Clark v. Susquehanna Valley Central School District

Rose, J.

Appeal from an order of the Supreme Court (Tait, J.), entered April 23, 2004 in Broome County, which denied defendant’s motion for summary judgment dismissing the complaint.

Rebecca Clark, then a ninth-grade student at defendant’s junior high school, was injured during a physical education class when she fell and hit her chin on the gymnasium floor while *927riding on a small four-wheeled scooter being pushed by another student in a relay race. Plaintiff, individually and as Clark’s parent, then commenced this action, alleging negligent supervision on the part of defendant.
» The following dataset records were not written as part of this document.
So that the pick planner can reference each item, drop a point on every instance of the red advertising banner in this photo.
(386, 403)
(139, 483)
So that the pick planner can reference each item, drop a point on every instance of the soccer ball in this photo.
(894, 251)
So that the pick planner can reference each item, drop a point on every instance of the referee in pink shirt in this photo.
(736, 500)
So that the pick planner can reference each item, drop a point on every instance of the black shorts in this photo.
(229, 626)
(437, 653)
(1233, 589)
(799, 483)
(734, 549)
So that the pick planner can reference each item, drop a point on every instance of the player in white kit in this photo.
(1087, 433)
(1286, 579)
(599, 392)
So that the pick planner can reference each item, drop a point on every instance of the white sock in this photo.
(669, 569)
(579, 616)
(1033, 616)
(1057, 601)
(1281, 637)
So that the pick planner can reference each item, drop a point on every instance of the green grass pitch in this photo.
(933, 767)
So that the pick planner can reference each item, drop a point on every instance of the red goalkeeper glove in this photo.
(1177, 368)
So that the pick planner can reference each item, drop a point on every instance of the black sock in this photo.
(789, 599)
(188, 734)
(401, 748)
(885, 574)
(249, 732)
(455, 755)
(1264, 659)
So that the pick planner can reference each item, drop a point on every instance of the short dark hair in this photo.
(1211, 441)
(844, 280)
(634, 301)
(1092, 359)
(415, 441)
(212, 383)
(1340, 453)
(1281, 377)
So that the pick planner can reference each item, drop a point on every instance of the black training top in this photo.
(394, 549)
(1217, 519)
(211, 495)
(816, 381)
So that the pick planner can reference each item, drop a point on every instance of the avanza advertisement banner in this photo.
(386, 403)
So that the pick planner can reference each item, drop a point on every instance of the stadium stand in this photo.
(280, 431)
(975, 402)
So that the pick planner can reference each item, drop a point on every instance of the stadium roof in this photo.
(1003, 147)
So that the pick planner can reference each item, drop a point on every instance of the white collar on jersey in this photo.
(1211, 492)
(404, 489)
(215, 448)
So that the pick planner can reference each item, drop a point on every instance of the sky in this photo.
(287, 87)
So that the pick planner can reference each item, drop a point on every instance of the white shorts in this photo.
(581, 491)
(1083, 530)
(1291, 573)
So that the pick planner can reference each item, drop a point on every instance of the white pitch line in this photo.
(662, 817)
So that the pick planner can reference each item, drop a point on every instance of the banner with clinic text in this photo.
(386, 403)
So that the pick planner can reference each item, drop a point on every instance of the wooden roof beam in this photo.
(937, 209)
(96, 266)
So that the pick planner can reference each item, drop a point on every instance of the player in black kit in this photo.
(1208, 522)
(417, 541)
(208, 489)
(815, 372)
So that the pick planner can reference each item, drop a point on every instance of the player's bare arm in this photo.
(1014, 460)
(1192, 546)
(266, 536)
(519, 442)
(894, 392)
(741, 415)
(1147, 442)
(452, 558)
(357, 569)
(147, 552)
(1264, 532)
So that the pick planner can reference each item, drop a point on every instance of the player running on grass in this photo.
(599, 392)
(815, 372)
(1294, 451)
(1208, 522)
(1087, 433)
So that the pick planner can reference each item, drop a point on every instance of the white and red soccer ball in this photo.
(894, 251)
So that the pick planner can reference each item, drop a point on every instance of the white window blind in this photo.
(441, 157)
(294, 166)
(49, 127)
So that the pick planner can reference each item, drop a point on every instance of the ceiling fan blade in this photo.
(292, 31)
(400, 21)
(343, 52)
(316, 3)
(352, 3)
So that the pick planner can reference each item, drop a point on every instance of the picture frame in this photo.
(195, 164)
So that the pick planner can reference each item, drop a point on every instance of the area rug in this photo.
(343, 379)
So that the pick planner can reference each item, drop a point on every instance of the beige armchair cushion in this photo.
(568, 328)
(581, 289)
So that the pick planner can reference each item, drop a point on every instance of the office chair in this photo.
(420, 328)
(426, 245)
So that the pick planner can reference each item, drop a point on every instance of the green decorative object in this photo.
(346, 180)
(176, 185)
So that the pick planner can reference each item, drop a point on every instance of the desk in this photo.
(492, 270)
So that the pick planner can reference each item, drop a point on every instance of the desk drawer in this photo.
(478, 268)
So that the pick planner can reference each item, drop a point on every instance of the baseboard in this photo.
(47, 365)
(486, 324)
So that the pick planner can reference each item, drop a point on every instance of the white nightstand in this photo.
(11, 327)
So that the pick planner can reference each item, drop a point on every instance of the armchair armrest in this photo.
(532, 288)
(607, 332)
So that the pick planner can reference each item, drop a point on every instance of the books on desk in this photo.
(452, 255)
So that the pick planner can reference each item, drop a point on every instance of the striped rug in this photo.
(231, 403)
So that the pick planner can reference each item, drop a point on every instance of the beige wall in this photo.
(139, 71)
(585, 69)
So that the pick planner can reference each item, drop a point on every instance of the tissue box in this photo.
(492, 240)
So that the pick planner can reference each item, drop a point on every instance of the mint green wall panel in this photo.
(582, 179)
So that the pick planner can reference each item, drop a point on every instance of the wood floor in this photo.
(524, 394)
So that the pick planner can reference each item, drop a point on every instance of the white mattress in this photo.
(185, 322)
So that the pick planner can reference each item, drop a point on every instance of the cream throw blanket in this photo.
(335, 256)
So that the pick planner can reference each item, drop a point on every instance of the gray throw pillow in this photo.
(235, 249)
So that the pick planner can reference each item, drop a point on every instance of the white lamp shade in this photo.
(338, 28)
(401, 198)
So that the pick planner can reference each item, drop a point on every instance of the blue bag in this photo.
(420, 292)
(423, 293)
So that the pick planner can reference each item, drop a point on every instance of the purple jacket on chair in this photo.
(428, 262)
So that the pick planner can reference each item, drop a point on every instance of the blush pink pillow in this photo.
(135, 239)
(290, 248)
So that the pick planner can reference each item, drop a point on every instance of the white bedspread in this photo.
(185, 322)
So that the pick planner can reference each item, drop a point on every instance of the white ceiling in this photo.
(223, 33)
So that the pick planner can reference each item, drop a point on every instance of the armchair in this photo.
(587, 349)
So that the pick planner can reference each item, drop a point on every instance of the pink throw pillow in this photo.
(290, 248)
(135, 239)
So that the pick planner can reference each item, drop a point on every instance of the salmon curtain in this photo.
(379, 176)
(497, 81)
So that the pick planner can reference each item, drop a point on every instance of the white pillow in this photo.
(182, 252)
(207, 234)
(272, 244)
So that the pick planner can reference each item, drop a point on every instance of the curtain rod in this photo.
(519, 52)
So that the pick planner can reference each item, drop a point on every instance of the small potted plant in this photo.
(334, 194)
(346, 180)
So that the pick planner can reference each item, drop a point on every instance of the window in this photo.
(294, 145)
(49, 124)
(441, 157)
Supreme Court denied defendant’s motion for summary judgment dismissing the complaint, prompting this appeal.

A school district is obligated to adequately supervise the students in its care and may be held liable for foreseeable injuries proximately related to inadequate supervision (see Mirand v City of New York, 84 NY2d 44, 49 [1994]; Doe v Board of Educ. of Morris Cent. School, 9 AD3d 588, 589-590 [2004]). The standard for determining whether a school district has breached this duty is to compare its supervision to that of “a parent of ordinary prudence placed in the identical situation and armed with the same information” (Mary KK. v Jack LL., 203 AD2d 840, 841 [1994]; see Mirand v City of New York, supra at 49; Dia CC. v Ithaca City School Dist., 304 AD2d 955, 956 [2003], lv denied 100 NY2d 506 [2003]).

In support of its motion, defendant relied on the depositions of two physical education instructors who were in the gym at the time of this accident. The instructors testified that scooter racing was part of the school’s physical education curriculum, Clark and the other students had been instructed as to the proper way to use the scooters and both instructors were supervising the students when Clark fell. One instructor testified that she witnessed the accident, she did not see another scooter collide with Clark’s scooter, and Clark was sitting cross-legged, rather than kneeling, on her scooter. She stated that Clark suddenly stopped and the student who had been pushing her scooter from behind then fell onto her, forcing Clark to the floor. By showing that Clark’s injuries resulted from a fall during a supervised school activity that was caused by a sudden act of a student and not by any lack of supervision, defendant established its prima facie entitlement to judgment as a matter of law (see Siegell v Herricks Union Free School Dist., 7 AD3d 607, 609 [2004]; Jennings v Oceanside Union Free School Dist, 279 AD2d 507, 508 [2001]; Matter of Banks v City School Dist. of Albany, 257 AD2d 723, 724 [1999]).

Plaintiffs opposition to defendant’s motion for summary judgment included the deposition testimony and affidavit of Clark, who testified that she had been kneeling on the scooter, a mode of riding that the other instructor said was unsafe and, if observed, would have been stopped. Clark also stated that the accident occurred because another scooter ran into her scooter. By affidavit, two students in Clark’s class asserted that they *928had been given minimal instructions about the scooter racing. The conflicting testimony as to the instructions given and whether Clark was kneeling on the scooter raises questions of fact material to whether defendant’s instructors failed to give appropriate instructions and correct an improper mode of riding. Since defendant now does not deny that a collision occurred, the first instructor’s admission that she did not observe it also raises questions of fact material to whether defendant’s instructors were properly observing the scooter racing, took reasonable steps to prevent collisions and could have prevented the collision that occurred here if the actions leading up to it had been observed. These questions preclude a finding, as a matter of law, that defendant’s supervision was adequate and not a proximate cause of Clark’s injuries (see Shoemaker v Whitney Point Cent. School Disk, 299 AD2d 719, 720 [2002], lv dismissed 99 NY2d 610 [2003]; Vonungern v Morris Cent. School, 240 AD2d 926, 926-927 [1997]; Dennis v City of New York, 205 AD2d 577, 578 [1994]). Accordingly, Supreme Court did not err in denying defendant’s motion.

Peters, J.P., Spain, Mugglin and Kane, JJ., concur. Ordered that the order is affirmed, with costs.